Lonza AG offers an outstanding chance for a motivated candidate to become a Specialist 3, QA Raw Materials- LSA in New Hampshire, USA! This role is crucial in ensuring flawless release of essential raw materials for production.

Key responsibilities:

• Interact directly with Lonza’s suppliers and internal customers to acquire documentation required for material assessments and release.
• Independently review and approve cGMP documentation (COA, internal and external test records, BSE/TSE statements, etc.) required for material assessments and release.
• Coordinate the part number process, and lead all aspects of SAP master data review and approval.
• Manage supplier qualifications for the site effectively.
• Generate, revise, and approve material specifications.
• Facilitate the processing of vendor change notifications.
• Perform all SAP transactions required for material release as well as other quality functions within SAP.
• Manage deviations and change controls as the owner or QA approver in the Trackwise system.
• Conduct master document reviews to ensure accuracy and compliance.

Key requirements:

• Proven experience in quality assurance within the life sciences or a related industry.
• Deep understanding of cGMP documentation and regulations.
• Competence in SAP transactions and quality-related functions.
• Strong ability to manage supplier qualifications and vendor change notifications.
• Excellent communication skills to interact with suppliers and internal customers.
• Ability to perform meticulous document reviews and manage change controls.
• Bachelor’s degree or equivalent experience in a relevant field is preferred.
• Outstanding attention to detail and a dedication to maintaining high-quality standards.
• Ability to successfully implement quality assurance processes and balance multiple tasks efficiently.

This role offers an outstanding opportunity to contribute to our ambitious projects and collaborate with a team of dedicated professionals. Join us and play a crucial part in our continued success story!

Every day, Lonza’s products and services have a positive impact on millions of people. For us, this is not only a great privilege, but also a great responsibility. How we achieve our business results is just as important as the achievements themselves. At Lonza, we respect and protect our people and our environment.
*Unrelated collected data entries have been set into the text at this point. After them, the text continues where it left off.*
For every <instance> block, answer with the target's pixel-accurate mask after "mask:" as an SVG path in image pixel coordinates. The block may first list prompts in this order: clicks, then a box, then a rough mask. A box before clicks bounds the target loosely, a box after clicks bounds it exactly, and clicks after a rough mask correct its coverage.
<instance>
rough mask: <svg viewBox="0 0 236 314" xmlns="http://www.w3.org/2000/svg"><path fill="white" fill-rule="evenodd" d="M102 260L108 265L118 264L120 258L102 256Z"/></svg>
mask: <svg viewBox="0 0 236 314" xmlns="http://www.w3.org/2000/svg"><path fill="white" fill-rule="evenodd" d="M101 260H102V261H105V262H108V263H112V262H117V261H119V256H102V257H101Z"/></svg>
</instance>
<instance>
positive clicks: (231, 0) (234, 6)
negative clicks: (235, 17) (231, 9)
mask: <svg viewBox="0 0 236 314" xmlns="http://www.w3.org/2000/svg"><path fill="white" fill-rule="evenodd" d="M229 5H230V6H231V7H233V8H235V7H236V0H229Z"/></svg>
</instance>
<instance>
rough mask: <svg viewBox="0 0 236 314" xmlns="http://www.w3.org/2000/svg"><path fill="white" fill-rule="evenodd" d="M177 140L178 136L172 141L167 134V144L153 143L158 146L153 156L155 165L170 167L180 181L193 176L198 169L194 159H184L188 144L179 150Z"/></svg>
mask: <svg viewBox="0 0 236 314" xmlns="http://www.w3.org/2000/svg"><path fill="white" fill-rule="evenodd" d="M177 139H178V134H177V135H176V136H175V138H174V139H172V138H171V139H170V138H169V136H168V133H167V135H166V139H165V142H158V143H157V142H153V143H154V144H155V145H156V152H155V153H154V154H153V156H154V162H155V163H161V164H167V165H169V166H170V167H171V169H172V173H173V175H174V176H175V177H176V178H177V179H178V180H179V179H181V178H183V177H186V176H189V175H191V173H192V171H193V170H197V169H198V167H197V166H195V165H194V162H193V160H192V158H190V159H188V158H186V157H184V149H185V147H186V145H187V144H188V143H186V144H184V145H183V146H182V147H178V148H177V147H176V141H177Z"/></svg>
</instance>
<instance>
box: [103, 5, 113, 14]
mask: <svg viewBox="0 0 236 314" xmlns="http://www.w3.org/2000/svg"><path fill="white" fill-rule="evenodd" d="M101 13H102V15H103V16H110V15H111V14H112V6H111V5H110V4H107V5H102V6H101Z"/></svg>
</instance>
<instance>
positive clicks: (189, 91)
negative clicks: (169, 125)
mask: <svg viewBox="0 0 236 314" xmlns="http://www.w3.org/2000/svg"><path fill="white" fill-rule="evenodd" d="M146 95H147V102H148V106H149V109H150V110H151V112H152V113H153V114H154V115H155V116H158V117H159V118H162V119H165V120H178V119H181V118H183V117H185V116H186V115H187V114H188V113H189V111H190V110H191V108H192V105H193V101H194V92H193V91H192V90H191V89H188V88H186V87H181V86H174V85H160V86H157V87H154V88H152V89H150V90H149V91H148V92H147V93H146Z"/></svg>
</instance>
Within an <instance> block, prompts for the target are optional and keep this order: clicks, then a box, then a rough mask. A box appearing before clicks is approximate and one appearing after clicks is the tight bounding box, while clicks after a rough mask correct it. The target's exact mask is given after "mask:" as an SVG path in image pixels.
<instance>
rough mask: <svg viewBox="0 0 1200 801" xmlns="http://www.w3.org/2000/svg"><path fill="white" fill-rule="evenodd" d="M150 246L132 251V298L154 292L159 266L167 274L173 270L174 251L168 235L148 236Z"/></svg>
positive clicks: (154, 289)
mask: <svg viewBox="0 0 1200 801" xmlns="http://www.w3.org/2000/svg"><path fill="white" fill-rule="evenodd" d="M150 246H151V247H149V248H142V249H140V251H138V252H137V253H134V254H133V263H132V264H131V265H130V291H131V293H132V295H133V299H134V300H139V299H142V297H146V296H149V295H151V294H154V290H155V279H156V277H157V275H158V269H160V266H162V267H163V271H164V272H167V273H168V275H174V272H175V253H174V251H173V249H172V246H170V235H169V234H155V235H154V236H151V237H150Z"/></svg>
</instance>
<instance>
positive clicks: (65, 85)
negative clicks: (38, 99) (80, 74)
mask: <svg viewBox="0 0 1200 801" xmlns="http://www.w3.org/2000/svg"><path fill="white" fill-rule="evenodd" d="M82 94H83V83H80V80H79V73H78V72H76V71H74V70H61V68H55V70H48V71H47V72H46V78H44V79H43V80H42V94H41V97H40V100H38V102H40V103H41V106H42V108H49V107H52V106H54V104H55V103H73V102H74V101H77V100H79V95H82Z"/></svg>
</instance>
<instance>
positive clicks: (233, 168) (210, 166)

Any success we achieve is no success at all if not achieved ethically.

People come to Lonza for the challenge and creativity of solving complex problems and developing new ideas in life sciences. In return, we offer the satisfaction that comes with improving lives all around the world. The satisfaction that comes with making a meaningful difference.

Lonza is an equal opportunity employer. All qualified applicants will receive consideration for employment without regard to race, religion, color, national origin, sex, sexual orientation, gender identity, age, status as a qualified individual with disability, protected veteran status, or any other characteristic protected by law.